With the exception of the two brothers, all other abducted family members fell victim to the Holocaust . The parents were transported to extermination camps across Europe in 1942; the father died in Majdanek , the mother in Auschwitz . The grandfather had died earlier in Gurs.

After the Second World War, Paul Niedermann settled in France. He spent his working life, among other things as a journalist and photographer, in Paris, where he also lived in retirement. His brother lived in the United States and died in Los Angeles in 2000 .

Niedermann met his fellow sufferer and escapist David Hirsch more often, including on March 25, 2009 in Dirmstein. At that time, Hirsch, the only one still alive from the deported Jews of the village, had come from Argentina to lay the stumbling block for his family.

Significance as a contemporary witness

During his testimony as a witness in the trial of Klaus Barbie , who was on trial in Lyon for war crimes in France in 1987 , Niedermann was first publicly confronted with his own story. In 1988, at the invitation of the city administration, he officially returned to Karlsruhe for the first time, where he reported on his experiences. Since then he has been invited to give lectures throughout Germany. The descriptions of his personal experiences were clear and haunting, he spoke freely for two to three hours without written records. In addition to his lecturing activities, he also took an active part in guided tours in the Gurs camp. Dialogue with young people was particularly important to him.
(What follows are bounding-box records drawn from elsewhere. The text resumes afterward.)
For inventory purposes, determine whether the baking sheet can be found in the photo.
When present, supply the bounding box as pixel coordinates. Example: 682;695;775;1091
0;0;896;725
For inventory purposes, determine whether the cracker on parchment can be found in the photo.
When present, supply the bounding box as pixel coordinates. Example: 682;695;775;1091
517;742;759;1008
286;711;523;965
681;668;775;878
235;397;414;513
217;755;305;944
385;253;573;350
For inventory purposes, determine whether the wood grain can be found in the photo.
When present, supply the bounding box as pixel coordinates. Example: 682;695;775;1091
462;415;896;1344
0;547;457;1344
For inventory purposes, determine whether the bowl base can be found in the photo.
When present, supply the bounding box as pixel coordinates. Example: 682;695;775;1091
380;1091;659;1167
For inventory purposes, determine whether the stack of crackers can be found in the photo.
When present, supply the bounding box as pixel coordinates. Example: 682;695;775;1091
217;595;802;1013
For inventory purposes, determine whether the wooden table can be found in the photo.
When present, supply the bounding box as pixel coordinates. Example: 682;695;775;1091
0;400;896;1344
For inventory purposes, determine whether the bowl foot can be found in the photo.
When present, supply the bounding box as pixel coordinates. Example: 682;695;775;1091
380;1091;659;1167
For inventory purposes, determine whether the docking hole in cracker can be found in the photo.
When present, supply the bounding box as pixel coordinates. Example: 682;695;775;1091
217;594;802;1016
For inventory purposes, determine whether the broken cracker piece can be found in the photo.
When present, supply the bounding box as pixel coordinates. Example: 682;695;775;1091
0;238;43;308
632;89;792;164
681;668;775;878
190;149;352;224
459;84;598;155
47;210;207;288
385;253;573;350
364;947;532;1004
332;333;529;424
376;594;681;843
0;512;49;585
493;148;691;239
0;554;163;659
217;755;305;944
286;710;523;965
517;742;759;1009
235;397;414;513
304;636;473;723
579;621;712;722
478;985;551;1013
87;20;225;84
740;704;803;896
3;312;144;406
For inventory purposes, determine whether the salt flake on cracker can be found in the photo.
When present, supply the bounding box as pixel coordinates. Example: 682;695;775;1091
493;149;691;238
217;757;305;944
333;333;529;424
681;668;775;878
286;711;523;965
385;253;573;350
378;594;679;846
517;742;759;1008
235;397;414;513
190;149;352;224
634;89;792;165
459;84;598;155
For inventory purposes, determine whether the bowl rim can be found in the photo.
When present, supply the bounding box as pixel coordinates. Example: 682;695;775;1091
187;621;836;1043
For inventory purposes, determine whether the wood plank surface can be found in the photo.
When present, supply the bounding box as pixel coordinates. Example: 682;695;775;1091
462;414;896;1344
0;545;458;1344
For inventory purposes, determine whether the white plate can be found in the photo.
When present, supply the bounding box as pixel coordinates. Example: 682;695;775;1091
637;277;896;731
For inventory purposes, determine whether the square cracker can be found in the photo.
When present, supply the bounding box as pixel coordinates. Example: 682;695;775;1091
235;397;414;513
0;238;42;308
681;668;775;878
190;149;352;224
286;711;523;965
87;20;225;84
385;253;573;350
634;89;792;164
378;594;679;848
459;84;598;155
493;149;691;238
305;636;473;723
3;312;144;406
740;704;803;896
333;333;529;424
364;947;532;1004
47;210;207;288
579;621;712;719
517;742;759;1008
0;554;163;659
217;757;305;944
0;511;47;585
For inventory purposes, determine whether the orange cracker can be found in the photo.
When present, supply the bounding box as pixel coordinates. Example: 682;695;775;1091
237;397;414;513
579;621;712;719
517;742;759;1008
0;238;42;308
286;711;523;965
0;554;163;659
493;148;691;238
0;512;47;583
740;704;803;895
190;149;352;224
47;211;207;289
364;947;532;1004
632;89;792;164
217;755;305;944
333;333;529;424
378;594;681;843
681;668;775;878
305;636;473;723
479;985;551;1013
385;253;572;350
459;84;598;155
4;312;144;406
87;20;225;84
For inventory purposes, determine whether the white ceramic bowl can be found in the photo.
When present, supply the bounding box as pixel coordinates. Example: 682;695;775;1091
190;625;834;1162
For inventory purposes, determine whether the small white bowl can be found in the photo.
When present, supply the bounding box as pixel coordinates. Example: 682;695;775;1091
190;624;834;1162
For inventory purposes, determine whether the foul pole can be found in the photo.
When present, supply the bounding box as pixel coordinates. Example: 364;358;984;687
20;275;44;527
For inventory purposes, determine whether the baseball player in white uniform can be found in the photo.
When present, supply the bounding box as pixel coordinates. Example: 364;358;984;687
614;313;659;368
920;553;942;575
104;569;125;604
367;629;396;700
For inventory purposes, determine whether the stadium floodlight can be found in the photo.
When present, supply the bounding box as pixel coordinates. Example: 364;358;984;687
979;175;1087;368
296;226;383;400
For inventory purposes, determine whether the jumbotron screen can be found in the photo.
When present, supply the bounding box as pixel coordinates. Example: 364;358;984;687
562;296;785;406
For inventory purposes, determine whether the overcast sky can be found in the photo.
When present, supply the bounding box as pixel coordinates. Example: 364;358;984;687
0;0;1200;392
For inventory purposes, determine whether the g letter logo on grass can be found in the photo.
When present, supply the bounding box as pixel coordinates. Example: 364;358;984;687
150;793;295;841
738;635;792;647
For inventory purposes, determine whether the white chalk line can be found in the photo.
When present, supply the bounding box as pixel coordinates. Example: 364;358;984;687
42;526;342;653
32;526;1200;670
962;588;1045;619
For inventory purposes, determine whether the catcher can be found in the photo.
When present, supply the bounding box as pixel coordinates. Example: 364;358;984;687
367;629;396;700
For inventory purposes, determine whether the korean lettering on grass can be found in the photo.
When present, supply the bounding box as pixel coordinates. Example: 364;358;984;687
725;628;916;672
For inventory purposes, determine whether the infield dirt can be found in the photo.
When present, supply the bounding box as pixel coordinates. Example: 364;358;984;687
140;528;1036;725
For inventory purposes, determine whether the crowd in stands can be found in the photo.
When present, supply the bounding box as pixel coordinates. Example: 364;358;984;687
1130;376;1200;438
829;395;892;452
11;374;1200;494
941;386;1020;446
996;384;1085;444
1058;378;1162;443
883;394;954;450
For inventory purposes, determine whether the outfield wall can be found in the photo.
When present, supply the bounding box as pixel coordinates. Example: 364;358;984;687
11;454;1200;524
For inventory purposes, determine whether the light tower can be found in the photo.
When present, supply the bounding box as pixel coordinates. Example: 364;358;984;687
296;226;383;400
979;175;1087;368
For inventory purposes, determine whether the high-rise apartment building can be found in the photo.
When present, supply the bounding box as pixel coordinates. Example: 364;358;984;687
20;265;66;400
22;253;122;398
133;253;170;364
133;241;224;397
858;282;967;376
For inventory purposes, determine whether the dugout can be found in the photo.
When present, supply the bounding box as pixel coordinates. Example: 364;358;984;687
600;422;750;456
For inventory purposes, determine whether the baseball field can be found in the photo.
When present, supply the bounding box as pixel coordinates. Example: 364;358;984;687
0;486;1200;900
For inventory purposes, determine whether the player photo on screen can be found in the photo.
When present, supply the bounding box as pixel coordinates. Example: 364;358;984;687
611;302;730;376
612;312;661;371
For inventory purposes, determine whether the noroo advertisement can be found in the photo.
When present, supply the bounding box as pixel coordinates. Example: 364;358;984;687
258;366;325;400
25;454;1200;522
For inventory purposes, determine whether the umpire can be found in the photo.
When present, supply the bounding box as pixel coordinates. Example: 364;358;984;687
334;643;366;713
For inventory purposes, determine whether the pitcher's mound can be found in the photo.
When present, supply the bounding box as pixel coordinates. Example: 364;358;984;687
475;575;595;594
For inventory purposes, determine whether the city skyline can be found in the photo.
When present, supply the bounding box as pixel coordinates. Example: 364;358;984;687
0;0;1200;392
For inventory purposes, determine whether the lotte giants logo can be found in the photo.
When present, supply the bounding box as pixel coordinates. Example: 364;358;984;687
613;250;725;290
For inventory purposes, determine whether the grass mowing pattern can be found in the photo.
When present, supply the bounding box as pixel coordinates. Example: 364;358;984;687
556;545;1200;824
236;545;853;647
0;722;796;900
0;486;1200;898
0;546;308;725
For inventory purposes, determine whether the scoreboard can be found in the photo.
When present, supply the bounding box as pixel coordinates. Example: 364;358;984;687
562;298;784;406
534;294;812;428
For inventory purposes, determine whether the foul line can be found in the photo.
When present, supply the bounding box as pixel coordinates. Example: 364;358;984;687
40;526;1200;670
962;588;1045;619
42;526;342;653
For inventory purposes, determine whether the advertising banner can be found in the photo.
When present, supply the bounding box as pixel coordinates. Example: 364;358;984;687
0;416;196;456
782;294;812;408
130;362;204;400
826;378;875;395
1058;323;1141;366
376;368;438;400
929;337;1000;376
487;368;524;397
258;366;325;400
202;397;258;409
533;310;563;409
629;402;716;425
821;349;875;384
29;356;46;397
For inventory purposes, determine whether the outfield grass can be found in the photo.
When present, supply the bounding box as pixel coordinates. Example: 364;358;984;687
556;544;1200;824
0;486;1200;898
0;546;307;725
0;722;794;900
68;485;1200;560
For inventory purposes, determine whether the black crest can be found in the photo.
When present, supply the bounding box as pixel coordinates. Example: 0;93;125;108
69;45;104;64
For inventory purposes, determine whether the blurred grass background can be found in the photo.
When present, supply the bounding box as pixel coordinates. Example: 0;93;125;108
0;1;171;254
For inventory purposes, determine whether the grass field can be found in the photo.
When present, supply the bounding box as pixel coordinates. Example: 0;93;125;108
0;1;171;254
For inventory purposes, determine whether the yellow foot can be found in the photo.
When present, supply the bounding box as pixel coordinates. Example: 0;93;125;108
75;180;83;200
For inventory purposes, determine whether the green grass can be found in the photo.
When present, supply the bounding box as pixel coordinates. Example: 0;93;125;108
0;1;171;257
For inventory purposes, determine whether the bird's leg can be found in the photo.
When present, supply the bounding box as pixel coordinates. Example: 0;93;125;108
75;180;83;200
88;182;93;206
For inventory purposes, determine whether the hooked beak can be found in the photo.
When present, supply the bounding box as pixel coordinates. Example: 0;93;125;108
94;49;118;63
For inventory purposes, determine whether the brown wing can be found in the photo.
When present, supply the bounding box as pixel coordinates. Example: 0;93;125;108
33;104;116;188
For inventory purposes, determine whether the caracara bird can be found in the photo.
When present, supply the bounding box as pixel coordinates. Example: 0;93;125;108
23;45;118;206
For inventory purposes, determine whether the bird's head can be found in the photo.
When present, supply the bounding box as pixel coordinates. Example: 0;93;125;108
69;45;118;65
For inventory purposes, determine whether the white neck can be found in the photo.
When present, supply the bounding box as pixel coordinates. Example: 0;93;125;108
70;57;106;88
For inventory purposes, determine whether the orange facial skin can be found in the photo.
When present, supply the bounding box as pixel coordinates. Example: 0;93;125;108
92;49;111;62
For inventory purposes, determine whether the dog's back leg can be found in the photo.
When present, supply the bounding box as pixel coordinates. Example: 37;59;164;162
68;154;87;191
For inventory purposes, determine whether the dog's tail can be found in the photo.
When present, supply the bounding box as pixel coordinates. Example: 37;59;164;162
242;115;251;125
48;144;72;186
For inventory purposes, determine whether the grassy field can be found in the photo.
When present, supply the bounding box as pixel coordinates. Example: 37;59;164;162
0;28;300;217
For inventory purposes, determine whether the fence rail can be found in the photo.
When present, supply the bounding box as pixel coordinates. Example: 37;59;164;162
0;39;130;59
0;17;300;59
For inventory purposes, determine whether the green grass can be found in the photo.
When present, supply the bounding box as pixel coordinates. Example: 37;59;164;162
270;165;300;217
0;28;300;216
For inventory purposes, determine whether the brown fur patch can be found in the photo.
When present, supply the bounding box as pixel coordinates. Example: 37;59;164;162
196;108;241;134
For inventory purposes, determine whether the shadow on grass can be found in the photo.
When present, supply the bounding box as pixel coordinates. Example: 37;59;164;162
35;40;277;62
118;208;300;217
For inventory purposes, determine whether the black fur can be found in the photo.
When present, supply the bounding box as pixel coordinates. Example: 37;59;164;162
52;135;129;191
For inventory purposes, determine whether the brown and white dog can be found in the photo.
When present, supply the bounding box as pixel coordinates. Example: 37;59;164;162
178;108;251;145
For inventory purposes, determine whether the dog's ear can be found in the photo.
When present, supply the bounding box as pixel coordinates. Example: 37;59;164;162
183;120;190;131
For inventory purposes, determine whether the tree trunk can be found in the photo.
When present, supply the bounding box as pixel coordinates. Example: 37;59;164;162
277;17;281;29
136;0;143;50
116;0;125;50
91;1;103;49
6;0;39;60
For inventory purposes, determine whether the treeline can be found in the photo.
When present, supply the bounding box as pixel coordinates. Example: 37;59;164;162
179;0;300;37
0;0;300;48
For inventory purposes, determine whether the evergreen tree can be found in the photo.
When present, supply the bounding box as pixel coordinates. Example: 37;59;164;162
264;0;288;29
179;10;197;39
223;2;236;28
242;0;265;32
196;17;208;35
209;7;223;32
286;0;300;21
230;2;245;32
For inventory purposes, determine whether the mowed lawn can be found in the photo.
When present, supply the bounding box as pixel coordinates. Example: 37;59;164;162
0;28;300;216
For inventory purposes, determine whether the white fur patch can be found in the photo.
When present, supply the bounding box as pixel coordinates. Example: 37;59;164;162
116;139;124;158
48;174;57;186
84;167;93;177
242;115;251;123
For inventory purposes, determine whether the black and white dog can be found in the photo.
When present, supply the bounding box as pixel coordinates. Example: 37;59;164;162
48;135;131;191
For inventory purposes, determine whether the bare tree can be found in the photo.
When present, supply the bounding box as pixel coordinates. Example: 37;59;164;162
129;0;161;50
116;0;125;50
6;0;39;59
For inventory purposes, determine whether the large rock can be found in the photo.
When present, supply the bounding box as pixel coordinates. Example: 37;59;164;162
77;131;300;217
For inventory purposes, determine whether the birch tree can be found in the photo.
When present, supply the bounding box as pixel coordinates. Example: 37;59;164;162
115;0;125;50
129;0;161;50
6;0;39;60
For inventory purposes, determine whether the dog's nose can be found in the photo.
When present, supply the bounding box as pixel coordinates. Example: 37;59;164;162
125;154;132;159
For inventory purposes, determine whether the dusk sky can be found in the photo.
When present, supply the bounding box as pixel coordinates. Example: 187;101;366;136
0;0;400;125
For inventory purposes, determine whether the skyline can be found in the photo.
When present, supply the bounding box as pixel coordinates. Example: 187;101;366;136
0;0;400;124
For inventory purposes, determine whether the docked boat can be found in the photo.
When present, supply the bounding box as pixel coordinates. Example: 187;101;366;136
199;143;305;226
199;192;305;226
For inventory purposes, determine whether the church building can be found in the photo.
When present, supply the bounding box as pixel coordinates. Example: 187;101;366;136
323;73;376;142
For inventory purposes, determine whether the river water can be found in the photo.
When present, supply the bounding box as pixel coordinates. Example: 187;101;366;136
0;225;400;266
With his commitment, Niedermann wanted to ensure that the past and the Shoah do not disappear from public and private consciousness. That is why he emphasized in his lectures:

“As long as I'm still alive, I can scream against injustice and oblivion. But when I'm no longer there and my generation, then it's up to you to cry out. "

Honors

literature

  • Thomas Lindemann (Ed.): You can't build on hatred. Memories . Info Verlag, Karlsruhe 2011, ISBN 978-3-88190-643-2 .
  • Thomas Lindemann (Ed.): Un enfant juif, un homme libre. Mémoires . Info Verlag, Karlsruhe 2011, ISBN 978-3-88190-673-9 .
  • Ernst Otto Bräunche (Ed.): Letters - Gurs - lettres. Letters from a Baden-Jewish family from French internment camps. Paul Niedermann, memories = mémoires . Info Verlag, Karlsruhe 2011, ISBN 978-3-88190-619-7 .
  • City of Mannheim (Department of Children, Youth and Family - Youth Welfare Office) and Stadtjugendring Mannheim e. V. (Ed.): Gurs 1170 km. For the deportation of Jews from Baden and Palatinate to Gurs . Exhibition and project documentation of the group "Souvenir de Gurs", Mannheim 2006.

Web links

Commons : Paul Niedermann  - Collection of pictures, videos and audio files

Individual evidence

  1. ^ Paul Niedermann, un ancien enfant juif de la Maison d'Izieu, s'est éteint le 7 décembre à l'âge de 91 ans. In: leprogres.fr. December 13, 2018, accessed on December 15, 2018 (in French, "Paul Niedermann, formerly a Jewish child from the Izieu house , died on December 7th at the age of 91").
  2. Jürgen Bich (bjg): "We are 120 years old" . In: Die Rheinpfalz , local edition Frankenthaler Zeitung . Ludwigshafen March 28, 2009.
  3. Albert H. Keil (Red.): "Dirmstein remembers" . Days of Remembrance for the Victims of National Socialism. Ed .: Dirmstein municipality. Dirmstein 2009, p. 5 f . ( online [PDF; 333 kB ]).
  4. Hildegard Janssen-Müller (hjm): Moving Gurs film premiered in the Casimirianum . In: Die Rheinpfalz , local edition Mittelhaardter Rundschau . Ludwigshafen January 31, 2009 (world premiere in the Casimirianum Neustadt ).